I'm trying to feed a Martini sporter by Isaac Hollis and Sons; classy looking arm with a great bore that slugs .458", 5 leaf express sight, pistol grip, horn forend tip, engraving etc. It's considerably lighter than the full military versions at about 7 1/2 lbs. with a 26" barrel and full length rib. Only cases available to me were the 24g. brass shot shells and they formed nicely using only the older Lee die set that came with the rifle. The fly in the ointment is that the throat is considerably larger than necessary, presumably for paper patching. Fired brass comes out with the neck I.D. about 5 thou. larger than is required to hold a proper sized bullet, which seems to be in keeping with the neck expander in the die set. There is barely enough room for paper patching unless I cast or size the pills down considerably, but an experiment with 5 wraps of T tape ( crude I know, but effective) gave very good results.
I'm loading .458" 405s over 16 grains of Unique, large pistol primers ( rifle primers are too deep to seat flush in the shot shells) and getting perfect ignition every time. They are clocking just over 1,000 fps. with no sign of excess pressure and it produce 5 rounds touching each other at 50 yards. That's the only range available to me at the moment. So at least I have a pleasant, reliable plinking load that is fun to shoot, relatively quiet, and more accurate than I expected from a 130-odd year old relic.

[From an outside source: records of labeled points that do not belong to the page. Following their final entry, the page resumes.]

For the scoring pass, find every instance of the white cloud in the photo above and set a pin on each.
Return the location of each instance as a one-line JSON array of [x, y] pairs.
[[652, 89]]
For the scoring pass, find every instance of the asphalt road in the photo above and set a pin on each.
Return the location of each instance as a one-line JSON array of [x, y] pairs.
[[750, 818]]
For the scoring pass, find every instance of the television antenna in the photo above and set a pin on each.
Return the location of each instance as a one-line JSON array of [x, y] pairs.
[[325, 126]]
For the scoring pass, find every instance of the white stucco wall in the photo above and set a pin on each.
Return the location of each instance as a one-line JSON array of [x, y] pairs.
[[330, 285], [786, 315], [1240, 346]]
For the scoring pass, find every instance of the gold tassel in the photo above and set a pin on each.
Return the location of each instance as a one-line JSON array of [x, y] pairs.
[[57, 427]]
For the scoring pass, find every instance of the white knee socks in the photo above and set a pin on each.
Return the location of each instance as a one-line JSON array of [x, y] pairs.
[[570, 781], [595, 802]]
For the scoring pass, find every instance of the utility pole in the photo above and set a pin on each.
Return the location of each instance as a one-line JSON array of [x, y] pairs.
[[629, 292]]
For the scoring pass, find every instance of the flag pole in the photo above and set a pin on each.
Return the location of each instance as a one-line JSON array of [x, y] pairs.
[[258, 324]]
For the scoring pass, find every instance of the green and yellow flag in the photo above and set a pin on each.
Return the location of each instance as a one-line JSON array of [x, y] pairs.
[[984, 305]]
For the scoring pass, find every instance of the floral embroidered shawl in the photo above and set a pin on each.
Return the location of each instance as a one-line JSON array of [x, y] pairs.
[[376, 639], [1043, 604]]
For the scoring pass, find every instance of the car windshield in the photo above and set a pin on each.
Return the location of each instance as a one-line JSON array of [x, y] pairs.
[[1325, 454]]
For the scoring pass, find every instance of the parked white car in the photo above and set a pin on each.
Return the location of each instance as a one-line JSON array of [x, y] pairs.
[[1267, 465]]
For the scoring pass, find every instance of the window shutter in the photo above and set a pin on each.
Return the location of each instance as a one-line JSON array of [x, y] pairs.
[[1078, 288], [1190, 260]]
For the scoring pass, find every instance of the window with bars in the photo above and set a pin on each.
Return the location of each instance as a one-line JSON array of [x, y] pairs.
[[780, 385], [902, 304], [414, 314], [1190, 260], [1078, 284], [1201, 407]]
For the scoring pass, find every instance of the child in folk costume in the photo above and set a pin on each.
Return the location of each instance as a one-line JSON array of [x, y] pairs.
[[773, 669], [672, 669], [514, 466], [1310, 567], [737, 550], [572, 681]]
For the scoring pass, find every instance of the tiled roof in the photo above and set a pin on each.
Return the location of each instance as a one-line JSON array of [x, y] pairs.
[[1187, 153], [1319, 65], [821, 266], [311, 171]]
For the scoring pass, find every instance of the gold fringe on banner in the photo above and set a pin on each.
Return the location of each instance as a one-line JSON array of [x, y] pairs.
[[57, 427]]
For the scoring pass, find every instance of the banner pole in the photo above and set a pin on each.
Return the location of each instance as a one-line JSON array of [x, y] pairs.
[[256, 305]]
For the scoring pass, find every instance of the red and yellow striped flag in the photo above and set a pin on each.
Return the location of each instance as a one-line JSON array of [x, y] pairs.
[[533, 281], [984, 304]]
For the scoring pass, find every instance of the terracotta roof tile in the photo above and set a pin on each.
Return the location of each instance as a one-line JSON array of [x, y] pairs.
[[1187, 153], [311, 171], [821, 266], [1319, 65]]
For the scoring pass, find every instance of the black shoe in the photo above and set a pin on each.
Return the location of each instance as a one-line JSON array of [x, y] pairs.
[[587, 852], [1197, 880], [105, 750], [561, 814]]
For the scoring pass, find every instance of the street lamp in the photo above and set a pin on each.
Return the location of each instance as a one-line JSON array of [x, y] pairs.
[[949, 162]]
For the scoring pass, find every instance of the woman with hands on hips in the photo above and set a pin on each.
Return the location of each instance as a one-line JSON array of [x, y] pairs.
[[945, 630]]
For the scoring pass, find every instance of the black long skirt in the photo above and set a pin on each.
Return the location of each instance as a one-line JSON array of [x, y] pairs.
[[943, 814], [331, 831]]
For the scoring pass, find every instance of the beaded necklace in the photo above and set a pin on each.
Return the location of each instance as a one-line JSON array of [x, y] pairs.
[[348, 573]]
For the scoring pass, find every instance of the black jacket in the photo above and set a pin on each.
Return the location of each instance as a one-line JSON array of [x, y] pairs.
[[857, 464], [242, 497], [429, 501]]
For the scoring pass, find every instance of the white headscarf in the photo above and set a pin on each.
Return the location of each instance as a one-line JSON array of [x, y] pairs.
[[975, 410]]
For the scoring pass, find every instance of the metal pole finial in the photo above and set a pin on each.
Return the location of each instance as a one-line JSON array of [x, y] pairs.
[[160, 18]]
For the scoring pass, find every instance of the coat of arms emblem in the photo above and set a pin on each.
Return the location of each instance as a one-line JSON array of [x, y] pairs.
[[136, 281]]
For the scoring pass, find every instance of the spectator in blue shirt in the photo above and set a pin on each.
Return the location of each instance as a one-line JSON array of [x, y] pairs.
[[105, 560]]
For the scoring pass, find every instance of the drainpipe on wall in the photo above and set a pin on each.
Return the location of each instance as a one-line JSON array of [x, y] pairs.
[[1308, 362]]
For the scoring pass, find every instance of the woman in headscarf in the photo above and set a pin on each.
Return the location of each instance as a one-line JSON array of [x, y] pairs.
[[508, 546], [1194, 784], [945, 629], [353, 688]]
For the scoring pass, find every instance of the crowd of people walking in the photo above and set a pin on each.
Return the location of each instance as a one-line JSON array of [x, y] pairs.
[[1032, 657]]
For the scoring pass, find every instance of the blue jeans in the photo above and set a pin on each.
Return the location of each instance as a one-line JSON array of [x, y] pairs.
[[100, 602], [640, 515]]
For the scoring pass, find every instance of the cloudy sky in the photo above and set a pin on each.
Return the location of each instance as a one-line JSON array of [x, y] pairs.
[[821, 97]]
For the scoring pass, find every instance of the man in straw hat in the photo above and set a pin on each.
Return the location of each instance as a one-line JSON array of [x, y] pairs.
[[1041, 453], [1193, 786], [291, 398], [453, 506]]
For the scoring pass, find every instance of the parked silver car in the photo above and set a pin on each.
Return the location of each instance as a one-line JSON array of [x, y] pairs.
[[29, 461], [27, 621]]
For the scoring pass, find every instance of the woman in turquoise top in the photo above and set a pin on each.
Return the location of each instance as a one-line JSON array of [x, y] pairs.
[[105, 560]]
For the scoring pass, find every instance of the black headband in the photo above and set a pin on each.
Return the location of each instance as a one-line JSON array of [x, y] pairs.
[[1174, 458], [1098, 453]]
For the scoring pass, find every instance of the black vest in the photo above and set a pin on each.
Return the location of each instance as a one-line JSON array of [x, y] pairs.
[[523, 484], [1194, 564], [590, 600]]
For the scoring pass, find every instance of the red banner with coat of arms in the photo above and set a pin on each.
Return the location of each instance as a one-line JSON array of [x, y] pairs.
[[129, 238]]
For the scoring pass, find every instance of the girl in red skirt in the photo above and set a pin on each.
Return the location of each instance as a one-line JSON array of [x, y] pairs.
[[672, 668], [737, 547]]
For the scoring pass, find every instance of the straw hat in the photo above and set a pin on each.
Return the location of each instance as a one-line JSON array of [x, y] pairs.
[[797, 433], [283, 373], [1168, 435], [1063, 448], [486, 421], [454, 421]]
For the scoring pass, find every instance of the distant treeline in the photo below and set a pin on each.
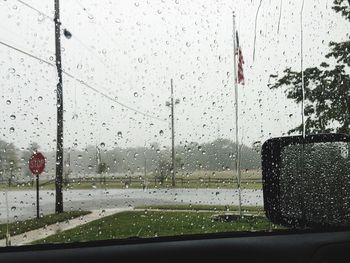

I'm still at a loss for a more manly load. No matter what I try with 4198, as recommended in Ctgs of the World and other places, I can't get the stuff to ignite with or without filler. The primer puts the bullet into the bore about 3" ahead of the chamber but virtually none of the powder is burning. Same can of 4198 works fine in a .222 so it's not wonky powder.
I will try some of the other powders recommended above, but the vast unused space inside that great beer can of a cartridge concerns me for warmer loads.